Last week someone offered to pay me to download an app that didn't work and had to be uninstalled. And why did it not work? Because of course one of the first things sensible people do when we set up a computer is to find and disable any "camera" apps that could be exploited by apps, such as this one turned out to be, that attempt to give someone else a view of the person operating the computer. If computers are used in places that are not hermetically sealed and maintained with a constant temperature of 62 degrees Fahrenheit and humidity of 20 percent, they are going to be used by people who may be wearing only shorts, or nothing at all. They must be made unable to show any pathological snoopers which. The app was programmed to exploit a camera program on my computer, so of course it didn't work. The company offering payment to people who downloaded the app didn't say that the app could be used to take pictures of people. We need a federal law about this. Women, especially, if we like computers at all, like the way they force people with whom we converse to pay attention to our words rather than staring at us, so the price for a camera app is not going to start at anything like ten dollars a week. It needs to include the price of 24/7 security for the lifetime of the Internet, theft insurance for everything we own, and a cash allowance of, say, five thousand a month, sufficient to maintain a room and wardrobe in "Rich Kids of Instagram" style. And proof that the app completely pixellates anything that could be a face or body shape...the eyeballers get to see the colors and stitch details of stylish clothes in the stylish chair, but no clear outlines of a person wearing them. Any idea a person could get of the size, age, race, sex, medical condition, etc., of a Computer Owner needs to be a falsified idea. Any camera app I consent to use needs to be set up to show my face and hands looking like my avatar, the cat picture.
Of course, all this updating and downloading puts a drain on computers' memory...and that needs to be addressed by federal law.

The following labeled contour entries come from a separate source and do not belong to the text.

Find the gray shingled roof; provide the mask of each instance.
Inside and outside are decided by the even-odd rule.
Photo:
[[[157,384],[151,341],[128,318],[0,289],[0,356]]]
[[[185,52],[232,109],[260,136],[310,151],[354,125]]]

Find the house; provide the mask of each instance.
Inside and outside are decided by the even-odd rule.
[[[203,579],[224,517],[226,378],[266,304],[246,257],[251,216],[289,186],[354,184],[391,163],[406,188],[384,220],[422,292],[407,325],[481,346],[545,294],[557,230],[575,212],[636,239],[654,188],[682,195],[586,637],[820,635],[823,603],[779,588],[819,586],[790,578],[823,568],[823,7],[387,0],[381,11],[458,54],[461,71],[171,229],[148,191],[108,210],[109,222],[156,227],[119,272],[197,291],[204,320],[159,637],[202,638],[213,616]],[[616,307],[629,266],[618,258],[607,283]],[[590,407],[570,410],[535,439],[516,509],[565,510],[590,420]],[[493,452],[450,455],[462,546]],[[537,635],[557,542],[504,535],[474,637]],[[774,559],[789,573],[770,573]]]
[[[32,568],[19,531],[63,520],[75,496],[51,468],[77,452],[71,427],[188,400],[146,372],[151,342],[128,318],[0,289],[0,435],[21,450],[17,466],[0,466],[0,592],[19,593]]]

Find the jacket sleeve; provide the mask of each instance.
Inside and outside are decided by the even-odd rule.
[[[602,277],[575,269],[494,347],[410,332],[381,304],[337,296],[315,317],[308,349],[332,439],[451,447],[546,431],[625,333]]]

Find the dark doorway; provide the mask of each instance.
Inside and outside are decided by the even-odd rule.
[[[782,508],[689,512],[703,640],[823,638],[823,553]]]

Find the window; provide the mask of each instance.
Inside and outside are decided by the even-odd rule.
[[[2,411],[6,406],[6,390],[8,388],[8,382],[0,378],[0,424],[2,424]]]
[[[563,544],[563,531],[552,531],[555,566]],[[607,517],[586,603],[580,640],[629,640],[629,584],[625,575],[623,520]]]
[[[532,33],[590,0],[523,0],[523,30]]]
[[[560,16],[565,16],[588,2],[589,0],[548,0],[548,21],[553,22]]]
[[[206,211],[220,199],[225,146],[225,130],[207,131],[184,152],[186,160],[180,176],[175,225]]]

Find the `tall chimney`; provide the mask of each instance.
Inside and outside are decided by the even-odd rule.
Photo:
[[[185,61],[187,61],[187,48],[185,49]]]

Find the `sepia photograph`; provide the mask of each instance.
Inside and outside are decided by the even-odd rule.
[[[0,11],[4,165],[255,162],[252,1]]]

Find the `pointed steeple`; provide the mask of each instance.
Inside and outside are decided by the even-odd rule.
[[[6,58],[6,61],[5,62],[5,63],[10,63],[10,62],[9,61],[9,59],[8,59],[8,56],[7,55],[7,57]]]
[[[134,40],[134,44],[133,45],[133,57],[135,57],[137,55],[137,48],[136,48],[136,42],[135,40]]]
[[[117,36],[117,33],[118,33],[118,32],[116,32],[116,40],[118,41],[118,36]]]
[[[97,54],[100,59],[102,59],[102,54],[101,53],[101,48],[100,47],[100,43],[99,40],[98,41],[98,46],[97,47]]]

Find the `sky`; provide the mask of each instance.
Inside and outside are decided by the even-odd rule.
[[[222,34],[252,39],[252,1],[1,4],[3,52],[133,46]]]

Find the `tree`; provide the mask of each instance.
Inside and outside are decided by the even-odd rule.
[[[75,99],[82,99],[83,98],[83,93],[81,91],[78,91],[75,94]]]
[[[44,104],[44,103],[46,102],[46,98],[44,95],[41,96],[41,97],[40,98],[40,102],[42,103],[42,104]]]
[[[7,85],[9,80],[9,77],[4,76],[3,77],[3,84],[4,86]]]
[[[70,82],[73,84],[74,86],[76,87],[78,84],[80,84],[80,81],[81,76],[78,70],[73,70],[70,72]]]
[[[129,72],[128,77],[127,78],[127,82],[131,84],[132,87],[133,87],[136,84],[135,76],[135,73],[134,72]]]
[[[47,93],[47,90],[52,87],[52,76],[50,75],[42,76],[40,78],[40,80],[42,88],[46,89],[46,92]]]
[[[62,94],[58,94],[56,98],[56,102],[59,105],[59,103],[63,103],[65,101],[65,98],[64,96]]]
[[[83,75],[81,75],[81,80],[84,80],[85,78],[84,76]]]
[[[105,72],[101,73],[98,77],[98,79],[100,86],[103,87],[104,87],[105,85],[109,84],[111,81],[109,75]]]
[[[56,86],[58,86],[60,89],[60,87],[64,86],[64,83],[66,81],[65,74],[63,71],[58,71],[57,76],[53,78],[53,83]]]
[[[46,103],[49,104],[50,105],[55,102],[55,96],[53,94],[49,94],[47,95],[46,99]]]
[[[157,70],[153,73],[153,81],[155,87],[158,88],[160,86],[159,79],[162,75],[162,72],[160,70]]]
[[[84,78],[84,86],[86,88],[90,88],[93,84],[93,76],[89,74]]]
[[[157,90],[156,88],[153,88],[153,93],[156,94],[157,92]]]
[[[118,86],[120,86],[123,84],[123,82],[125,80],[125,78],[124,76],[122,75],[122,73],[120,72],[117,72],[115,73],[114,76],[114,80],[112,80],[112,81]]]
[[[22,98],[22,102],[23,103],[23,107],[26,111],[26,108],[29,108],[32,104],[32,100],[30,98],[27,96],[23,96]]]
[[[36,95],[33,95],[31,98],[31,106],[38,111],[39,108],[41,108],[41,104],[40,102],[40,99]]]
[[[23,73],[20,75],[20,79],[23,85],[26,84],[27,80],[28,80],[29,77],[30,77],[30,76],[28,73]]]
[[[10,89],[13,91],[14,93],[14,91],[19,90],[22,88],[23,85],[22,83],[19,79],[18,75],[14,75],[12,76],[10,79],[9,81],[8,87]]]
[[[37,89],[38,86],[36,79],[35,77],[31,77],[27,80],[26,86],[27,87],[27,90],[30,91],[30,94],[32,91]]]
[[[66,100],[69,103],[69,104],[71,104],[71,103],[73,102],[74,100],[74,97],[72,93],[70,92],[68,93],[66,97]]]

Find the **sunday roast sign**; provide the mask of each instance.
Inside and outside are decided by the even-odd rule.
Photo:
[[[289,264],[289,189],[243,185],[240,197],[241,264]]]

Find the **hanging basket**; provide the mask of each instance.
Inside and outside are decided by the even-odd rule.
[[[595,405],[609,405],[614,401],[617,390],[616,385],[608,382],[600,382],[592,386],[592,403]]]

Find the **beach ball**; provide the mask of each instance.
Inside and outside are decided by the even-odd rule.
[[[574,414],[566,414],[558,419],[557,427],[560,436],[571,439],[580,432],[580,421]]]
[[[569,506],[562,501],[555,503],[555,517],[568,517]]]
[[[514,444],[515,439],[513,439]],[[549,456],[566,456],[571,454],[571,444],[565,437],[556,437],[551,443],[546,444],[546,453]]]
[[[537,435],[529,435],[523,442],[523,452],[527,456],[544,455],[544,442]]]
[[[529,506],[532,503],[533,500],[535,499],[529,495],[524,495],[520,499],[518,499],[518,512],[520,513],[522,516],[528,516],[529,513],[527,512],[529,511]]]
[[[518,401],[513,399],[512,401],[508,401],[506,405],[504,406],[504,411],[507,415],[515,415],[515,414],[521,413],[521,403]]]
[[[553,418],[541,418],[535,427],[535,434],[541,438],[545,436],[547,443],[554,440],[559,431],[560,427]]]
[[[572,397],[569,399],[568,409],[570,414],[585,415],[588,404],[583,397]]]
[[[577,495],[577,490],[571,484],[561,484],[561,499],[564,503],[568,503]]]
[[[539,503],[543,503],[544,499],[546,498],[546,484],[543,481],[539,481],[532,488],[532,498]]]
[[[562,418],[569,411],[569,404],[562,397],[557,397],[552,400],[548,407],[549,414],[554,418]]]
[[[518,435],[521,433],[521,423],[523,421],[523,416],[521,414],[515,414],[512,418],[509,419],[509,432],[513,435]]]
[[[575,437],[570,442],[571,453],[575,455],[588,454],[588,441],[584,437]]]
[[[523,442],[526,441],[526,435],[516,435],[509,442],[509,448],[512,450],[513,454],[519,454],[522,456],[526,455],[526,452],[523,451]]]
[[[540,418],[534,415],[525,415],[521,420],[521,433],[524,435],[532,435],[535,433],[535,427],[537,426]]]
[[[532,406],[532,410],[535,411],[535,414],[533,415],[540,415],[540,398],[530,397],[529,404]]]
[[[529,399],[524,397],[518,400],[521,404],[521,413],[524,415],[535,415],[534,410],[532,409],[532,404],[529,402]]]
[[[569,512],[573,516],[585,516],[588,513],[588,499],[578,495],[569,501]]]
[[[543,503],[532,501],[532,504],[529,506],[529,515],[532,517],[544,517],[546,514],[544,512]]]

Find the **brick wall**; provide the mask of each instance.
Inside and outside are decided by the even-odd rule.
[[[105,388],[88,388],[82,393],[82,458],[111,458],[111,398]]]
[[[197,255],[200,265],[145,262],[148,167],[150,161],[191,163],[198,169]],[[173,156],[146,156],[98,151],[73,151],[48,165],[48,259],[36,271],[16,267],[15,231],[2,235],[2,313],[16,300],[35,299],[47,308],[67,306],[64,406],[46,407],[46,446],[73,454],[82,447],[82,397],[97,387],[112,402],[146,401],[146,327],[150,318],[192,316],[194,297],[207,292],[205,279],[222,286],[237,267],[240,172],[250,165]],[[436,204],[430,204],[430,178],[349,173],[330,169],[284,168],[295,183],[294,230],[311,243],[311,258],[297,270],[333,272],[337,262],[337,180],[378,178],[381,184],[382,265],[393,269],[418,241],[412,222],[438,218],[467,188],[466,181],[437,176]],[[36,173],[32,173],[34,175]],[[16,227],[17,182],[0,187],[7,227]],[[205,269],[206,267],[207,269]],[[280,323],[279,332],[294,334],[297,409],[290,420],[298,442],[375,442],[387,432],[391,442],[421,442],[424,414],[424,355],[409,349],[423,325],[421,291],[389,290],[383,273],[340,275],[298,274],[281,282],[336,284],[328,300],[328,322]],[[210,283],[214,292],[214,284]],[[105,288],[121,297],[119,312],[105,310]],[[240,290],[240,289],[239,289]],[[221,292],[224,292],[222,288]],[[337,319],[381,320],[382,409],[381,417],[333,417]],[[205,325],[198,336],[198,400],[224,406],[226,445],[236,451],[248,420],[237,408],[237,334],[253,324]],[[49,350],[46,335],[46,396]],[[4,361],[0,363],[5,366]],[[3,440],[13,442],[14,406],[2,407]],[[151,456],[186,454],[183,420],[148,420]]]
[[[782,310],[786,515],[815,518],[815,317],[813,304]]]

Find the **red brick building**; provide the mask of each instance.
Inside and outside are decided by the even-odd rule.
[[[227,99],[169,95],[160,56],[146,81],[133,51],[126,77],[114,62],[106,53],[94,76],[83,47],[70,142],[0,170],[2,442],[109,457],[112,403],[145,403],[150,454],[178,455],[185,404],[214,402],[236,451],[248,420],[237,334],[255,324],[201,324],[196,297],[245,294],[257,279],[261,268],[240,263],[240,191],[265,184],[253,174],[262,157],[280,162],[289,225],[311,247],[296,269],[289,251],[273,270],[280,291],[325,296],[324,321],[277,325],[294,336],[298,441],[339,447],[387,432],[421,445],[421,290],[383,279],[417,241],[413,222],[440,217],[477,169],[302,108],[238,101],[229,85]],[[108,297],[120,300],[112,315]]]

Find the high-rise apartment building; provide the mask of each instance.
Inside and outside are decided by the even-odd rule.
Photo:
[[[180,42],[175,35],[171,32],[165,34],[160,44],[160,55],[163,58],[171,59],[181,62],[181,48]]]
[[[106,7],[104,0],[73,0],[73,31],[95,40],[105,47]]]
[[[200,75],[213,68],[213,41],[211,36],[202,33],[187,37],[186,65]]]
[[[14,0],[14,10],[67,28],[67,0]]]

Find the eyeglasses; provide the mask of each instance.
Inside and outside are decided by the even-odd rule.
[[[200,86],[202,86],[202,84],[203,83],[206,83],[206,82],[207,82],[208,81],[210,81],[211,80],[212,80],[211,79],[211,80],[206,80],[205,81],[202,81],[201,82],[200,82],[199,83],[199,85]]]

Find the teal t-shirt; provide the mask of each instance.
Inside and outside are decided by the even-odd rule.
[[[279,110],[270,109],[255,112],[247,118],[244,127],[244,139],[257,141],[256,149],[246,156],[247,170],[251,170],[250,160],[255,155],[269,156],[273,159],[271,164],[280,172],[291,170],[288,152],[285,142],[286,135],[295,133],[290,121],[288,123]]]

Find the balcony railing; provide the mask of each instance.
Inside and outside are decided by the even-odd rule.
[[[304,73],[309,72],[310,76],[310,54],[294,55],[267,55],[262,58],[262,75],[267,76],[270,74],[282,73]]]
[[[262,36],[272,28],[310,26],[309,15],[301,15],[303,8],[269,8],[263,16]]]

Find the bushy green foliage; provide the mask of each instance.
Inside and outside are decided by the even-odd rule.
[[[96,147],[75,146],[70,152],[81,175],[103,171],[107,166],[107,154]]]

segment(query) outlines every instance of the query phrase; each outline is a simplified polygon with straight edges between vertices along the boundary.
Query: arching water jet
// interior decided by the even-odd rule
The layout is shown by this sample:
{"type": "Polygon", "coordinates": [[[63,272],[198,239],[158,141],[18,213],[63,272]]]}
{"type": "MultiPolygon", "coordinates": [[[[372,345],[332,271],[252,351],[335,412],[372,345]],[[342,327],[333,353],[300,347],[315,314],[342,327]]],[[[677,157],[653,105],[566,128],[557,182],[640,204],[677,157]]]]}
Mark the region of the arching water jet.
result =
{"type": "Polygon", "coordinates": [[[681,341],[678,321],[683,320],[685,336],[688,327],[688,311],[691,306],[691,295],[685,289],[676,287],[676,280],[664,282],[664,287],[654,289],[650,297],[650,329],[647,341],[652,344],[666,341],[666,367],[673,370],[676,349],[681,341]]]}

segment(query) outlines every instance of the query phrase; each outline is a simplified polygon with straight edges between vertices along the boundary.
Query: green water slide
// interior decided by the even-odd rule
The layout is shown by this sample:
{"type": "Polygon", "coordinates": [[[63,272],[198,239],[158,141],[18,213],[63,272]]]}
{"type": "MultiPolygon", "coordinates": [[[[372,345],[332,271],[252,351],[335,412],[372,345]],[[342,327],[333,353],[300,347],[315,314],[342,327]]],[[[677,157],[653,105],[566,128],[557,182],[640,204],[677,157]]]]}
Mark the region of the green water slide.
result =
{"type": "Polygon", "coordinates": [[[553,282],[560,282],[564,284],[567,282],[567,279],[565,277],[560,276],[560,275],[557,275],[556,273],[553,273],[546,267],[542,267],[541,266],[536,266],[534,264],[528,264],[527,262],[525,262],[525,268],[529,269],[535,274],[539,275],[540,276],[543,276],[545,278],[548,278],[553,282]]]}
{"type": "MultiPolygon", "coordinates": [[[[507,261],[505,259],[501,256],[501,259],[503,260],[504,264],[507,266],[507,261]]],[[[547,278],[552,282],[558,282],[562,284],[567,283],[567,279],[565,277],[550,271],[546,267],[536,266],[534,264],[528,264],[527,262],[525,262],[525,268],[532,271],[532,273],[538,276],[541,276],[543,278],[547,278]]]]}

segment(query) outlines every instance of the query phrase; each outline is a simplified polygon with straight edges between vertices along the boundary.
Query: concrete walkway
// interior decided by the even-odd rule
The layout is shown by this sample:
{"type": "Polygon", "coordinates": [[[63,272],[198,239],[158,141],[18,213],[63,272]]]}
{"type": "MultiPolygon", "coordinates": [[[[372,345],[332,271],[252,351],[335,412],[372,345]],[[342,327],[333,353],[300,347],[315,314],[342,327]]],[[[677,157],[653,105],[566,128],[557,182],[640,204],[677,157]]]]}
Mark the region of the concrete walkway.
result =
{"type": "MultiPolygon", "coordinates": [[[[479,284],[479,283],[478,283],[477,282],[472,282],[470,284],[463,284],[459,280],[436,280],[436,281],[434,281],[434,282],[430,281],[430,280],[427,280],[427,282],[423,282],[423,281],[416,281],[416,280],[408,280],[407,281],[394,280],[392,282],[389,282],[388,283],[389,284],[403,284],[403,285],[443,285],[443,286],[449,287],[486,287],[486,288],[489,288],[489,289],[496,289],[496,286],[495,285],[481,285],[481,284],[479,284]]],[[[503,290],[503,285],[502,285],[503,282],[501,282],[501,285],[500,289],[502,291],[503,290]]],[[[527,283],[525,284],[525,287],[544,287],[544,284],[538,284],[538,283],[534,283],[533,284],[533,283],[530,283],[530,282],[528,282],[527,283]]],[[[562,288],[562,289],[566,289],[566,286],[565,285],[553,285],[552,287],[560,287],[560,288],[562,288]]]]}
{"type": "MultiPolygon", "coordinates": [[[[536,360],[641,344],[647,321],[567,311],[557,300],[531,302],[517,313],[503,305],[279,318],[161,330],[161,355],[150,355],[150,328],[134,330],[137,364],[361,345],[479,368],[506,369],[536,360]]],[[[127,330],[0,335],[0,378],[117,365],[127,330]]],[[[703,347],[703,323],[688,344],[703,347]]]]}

Digital memory needs to be contained on physical devices that belong to the Computer Owners, and those devices need to be built to last their lifetime. A receipt for the purchase of e.g. a Toshiba computer should guarantee the bearer a working Toshiba computer. Forever. Not a replacement computer, either. A few parts may be replaceable (I tend to go through keyboards) but the same computer, with the same serial number and a record of everything it's done since 1989 or whenever, should be maintained for a minimum of 100 years. I now see e-friends' photos of their offices (and pets) with a half-dozen computers set up side by side. I've accumulated so many devices, each with its own assets and liabilities, I've caught myself thinking of ways to fit two desktop and two laptop computers on my desk...This madness needs to stop. If tech companies want to maintain "Energy Star" ratings and display "environmentally conscious" messages, the messages need to begin with "One computer is all anyone will ever need."
Suggestion for this week: When you see anything about "Earth Day," "going Green," "Energy Stars," electric cars, etc/, online, post a comment about its being hypocritical for tech companies to make Green noises until they're marketing "One Computer Per Century, 1980-2080."